The provision of affordable housing is a contemporary problem that successive Australian governments have long grappled with over the past decade. In particular, homeownership has emerged as an area of interest for policymakers keen on transforming the experience of first-time homeowners. Federal and state governments currently implement the First Home Owner Grant (FHOG), introduced in early 2000, and originally meant to serve as a direct subsidy. It was further revamped as part of an economic stimulus package, offering a one-off grant to prospective homeowners who fit the eligibility criteria provided. Individuals planning to purchase or construct new homes would be eligible for a $14,000 grant while those buying built homes would receive $7,000 (Australian Bureau of Statistics, 2017). Typically, state agencies require applicants to prove they are buying or building a home for the first time while applying as individuals and not on behalf of a trust.

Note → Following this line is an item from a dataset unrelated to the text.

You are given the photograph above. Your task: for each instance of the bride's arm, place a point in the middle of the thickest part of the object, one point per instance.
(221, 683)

They must also verify their status as permanent Australian residents above 18 years of age. It is also important to acknowledge the impact of the Goods and Services Tax (GST) and its role in the introduction of the First Home Owner Grant (FHOG). The high cost of buying and building a home prompted the Australian government to introduce the latter as a strategy aimed at stimulating the metropolitan housing market after the Global Financial Crisis of 2008.
Both buyers and sellers benefit equally from the First Home Owner Grant (FHOG). The introduction of FHOG in 2000 was initially designed to function as a subsidy for any eligible Australian seeking to own a home for the first time. Policymakers and economic pundits both projected that its introduction would have a positive effect on the economy due to its deliberate design. The Australian government essentially introduced the FHOG to target real-estate consumers. It was a strategy whose ultimate objective was to stimulate growth in the housing sector, renowned for being a principal contributor to the Australian economy. Subsidies such as the FHOG provided a level of relief to consumers by reducing the price they initially had to pay for property. The introduction of grants in the housing sector also increased real estate demand by first-time buyers. As a result of this intense campaign to accord first-time owners a unique opportunity to own property, housing stocks rose considerably. As portrayed in Figure 1.0, Pb denotes the reduced price that consumers enjoyed while Ps indicates an increase in housing stock for sellers. It is critical to note that benefits may shift back and forth between sellers and buyers depending on the elasticity of demand and supply. Thus, the introduction of grants resulted in affordable housing for buyers while increasing the property value for sellers.